I notice you ignored my post Arthur. You still haven't explained your point. You agree it is wrong to cut out one parent, but then revel in the fact that another parent is cut out. This makes no sense to me. Either we are equal or we are not.

Do you have a further argument than your "two wrongs =right"?

aristomache Sat 06-Nov-10 10:55:23

stands up and applauds youhavenothingbutahunch

he wont answer it though hmm

Arthur62 Sat 06-Nov-10 10:57:05

The posts were running very fast to answer you YouHave..... my point being is that with the bias and unfair justice system we have in this country, perhaps the only recourse for some fathers is to remove the child from this by taking them away. It is not right,fair or morally right in either way. However, the children are not stolen. They are still with one of the parents. As would be if in this country, albeit with the mother.

FlameGrilledMama Sat 06-Nov-10 10:57:11

But if a mother and father were marooned with a baby there would be no choice but to bf and allow the mother primary care. Thanks to modern technology men can have just as active a role now but they were not designed by nature to be the child rearer.

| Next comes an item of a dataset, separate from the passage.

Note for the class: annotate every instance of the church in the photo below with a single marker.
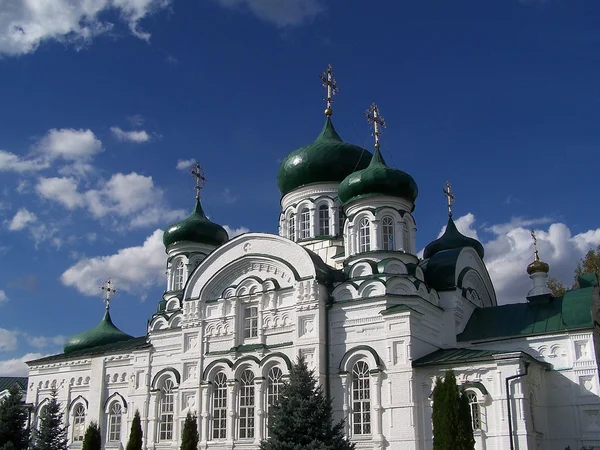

In addition in the majority of family's the women is the primary carer in which case it is not fair to remove the child from the primary carer (be they male of female) which is what you are claiming to be acceptable.

DinahRod Sat 06-Nov-10 10:57:44

My bf is male and is in court to stop his soontobe ex-w moving thousands of miles away with the dcs to be with man she had an affair with. Bf is a totally committed and hands on Dad (nappies, toilet training, weaning, the lot) However, despite his very strong position & her pretty awful behaviour, he recognises that the children need their mother and needs to be in their lives.

He would not agree with you Arthur62.